İbadetleri ve uğurlu işleri aralıksız yapmanın fazileti nedir? İbadetleri ve hayırlı işleri kesintisiz yerine getirmek ile ilgili ayet ve hadisler.

İbadetlerin ve şanslı işlerin sürekli yapılması gerektiğine dair ayet ve hadisler.

İBADETLERİ VE HAYIRLI İŞLERİ SÜREKLİ YAPMAK İLE İLGİLİ AYETLER

“İnananların Gönüllerinin Allah’ı Anması ve O’ndan İnen Gerçeğe İçten Bağlanmasının Zamanı Daha Gelmedi mi?” Ayeti

“İnananların gönüllerinin Allah’ı anması ve O’ndan inen gerçeğe dürüst bağlanmasının zamanı daha gelmedi mi? Mü’minler, daha önce kendilerine kitap verilip de, üzerlerinden uzun vakit geçmesi yüzünden kalbleri katılaşan kimseler gibi olmasınlar.” (Hadîd sûresi, 16)

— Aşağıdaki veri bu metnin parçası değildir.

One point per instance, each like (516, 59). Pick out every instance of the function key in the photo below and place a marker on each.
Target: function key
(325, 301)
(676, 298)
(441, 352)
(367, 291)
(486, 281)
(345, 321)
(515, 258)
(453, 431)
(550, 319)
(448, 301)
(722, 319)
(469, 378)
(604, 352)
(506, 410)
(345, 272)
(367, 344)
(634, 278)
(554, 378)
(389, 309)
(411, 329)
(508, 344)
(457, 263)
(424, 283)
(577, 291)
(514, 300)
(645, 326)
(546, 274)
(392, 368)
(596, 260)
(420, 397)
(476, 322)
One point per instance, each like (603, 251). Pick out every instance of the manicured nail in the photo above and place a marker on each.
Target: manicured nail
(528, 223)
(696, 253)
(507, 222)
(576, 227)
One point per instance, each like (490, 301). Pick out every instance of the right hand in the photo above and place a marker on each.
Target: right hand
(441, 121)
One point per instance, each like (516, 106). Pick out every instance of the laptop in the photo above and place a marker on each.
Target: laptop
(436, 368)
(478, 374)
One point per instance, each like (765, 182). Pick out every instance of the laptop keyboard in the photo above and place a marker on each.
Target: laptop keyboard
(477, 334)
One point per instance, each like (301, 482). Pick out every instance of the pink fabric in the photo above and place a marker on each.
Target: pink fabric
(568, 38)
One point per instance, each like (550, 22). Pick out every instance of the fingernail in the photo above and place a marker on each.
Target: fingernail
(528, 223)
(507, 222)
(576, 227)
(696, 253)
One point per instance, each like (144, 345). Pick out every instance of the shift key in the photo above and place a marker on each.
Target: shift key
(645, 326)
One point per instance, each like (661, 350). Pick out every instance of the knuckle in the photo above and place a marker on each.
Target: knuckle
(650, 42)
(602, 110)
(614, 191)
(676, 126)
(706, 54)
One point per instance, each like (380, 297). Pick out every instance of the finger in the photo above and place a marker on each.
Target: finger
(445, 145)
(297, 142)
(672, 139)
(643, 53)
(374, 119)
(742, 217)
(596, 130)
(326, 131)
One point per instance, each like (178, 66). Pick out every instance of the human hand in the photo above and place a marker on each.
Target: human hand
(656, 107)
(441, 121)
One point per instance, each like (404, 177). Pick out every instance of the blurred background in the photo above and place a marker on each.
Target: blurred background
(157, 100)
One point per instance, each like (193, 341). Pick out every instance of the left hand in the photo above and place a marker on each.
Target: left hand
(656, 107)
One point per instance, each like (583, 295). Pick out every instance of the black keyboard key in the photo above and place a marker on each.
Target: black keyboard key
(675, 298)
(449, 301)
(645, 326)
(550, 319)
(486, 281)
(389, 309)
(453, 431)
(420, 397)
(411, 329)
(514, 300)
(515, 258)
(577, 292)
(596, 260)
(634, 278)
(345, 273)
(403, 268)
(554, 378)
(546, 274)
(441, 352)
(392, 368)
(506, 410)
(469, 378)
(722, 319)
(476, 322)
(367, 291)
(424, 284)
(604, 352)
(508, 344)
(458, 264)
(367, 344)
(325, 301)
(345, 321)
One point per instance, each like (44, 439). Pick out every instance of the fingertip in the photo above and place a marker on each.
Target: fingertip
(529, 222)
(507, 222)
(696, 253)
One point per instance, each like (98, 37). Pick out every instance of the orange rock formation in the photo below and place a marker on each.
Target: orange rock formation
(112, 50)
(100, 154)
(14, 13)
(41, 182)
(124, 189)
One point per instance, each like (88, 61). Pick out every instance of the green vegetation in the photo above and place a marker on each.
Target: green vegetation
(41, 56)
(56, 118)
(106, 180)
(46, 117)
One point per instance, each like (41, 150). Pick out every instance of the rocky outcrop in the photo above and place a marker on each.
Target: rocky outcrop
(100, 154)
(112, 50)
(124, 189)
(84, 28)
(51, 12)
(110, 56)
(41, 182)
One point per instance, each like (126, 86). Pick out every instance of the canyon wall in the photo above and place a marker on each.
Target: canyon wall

Allah katından inen gerçek, Kur’ân-ı Kerîm ve onun ihtivâ ettiği hükümlerdir. Kur’lahza ve onun hükümleri, gönülden kabullenip sonradan da samimiyetle bağlı olmak içindir. Kur’lahza’ı okumak, ahkâmını ve hakikatlerini düşünmek, içindeki dua âyetleriyle Allah’a yakarmak, kalbleri Allah’a karşı hürmet duymaya, neticede emirlerine ve nehiylerine uymaya sevk eder.

Bir insan, çocukluk, gençlik, olgunluk ve yaşlılık dönemleri yaşar. Bu dönemlerin her birinin hissiyat ve neşesi, düşünce ve davranışı benzer değildir. Dönemler arasına giren uzun vakit, hisleri ve düşünceleri, söylev ve davranışları etkiler. Toplumlar da ırk gibidir. Onların da farklı alanlara yönlendirilmiş dönemleri vardır. Kocamış ve hayatiyetinin haberdar olmayan toplumları canlandırmanın ve bitmiş ayağa kaldırmanın yolu, onların hissiyatını yaşama döndürmek, varlıklarını ve sorumluluklarını kendilerine hatırlatmaktır. Bu canlılığı getirecek ruh ve sorumluluğu hatırlatacak mesaj, ilâhî kelâmdan başkası olamaz. İşte İslâm dini, onun kitabı, getirdiği tevhid inancı, cihad aşkı, keza ferdi ayrıca toplumu sürekli canlı ve kurnaz miktar. Fakat, fertler ve toplumlar, İslâm ve Kur’an’la alâkalarını keserlerse, kalbleri katılaşır; Kur’an onlardan uzaklaşır. Çünkü Kur’an canlıdır, sıcak davranmayana yaklaşmaz.

Bu âyet, mü’minlerin, kendilerinden önce kitap verilip de o kitaplara ve peygamberlerine uymayı terkeden, Allah’ın dikte ve yasaklarını çiğneyen, kitaplarını tahrif eden, haham ve rahiplerinin sapıklıklarına uyan yahudi ve hıristiyanlar gibi olmamalarını öğütlemektedir. Çünkü onların kalbleri katılaşmış, Allah’ın gönderdiği dinin aslıyla ilgileri kalmamıştır.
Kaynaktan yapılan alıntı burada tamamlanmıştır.